Friday, October 15, 2010
Six Billion Euro Swiss Tunnel To Serve As One Stage of French Bicycle Race
Oct. 15, 2010
Tunnel under Swiss Alps to become a stage of the famed Tour de France bicycle race
Basel, Switzerland
After 15 grueling years, the loss of several lives, the disappearance of several nations, and the expenditure of more than six billion Euros, not counting taxes and gratuities, engineers rejoiced when a giant drilling machine cut through the final, mammoth slab of rock separating Switzerland from: Germany, Austria, Italy or maybe just East Switzerland.
When work on the tunnel first began, in 1995, George W. Bush had not yet been picked by the U.S.Supreme Court to take the place of the true winner of the 2000 U.S. presidential election, Al Gore. Mr. Gore, thoroughly demoralized by the perverted decision, visited a massage therapist in Washington state and caused quite a ruckus.
The tunnel, which will not be opened for public use until 2017, was started by a small group of miners using ordinary pick axes and an occasional stick of dynamite. After 3 years of onerous toil the mine shaft had only advanced by 30 millimeters, about one foot. At that rate it would have taken 105,000 years to complete the tunnel. A proposal to triple the work force would only have reduced the time to 35,000 years and was abandoned as impractical. It only took 800 years to build the French cathedral at Chartres, for Chrisake.
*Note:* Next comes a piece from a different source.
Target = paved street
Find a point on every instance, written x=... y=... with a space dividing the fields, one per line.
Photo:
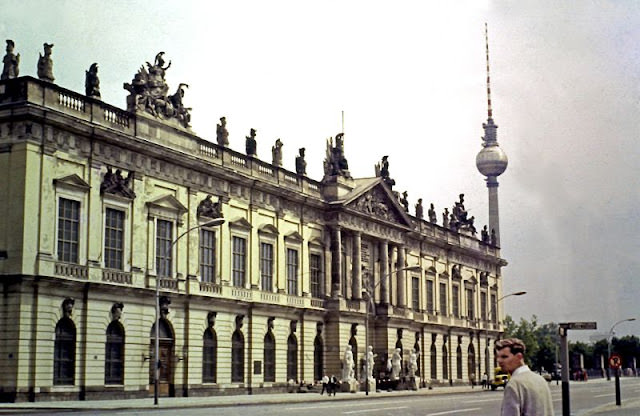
x=587 y=399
The project was abandoned until the invention and construction of a giant drilling machine, capable of doing the work of an army of miners, who only would have been stepping on each other, in 2008. A prototype of the giant drill, which cost $1.3 billion Euros, was shipped to Switzerland in September, 2008. It shortened the time of construction of the tunnel from 105,000 years to a little more than 24 months, a substantial time saving.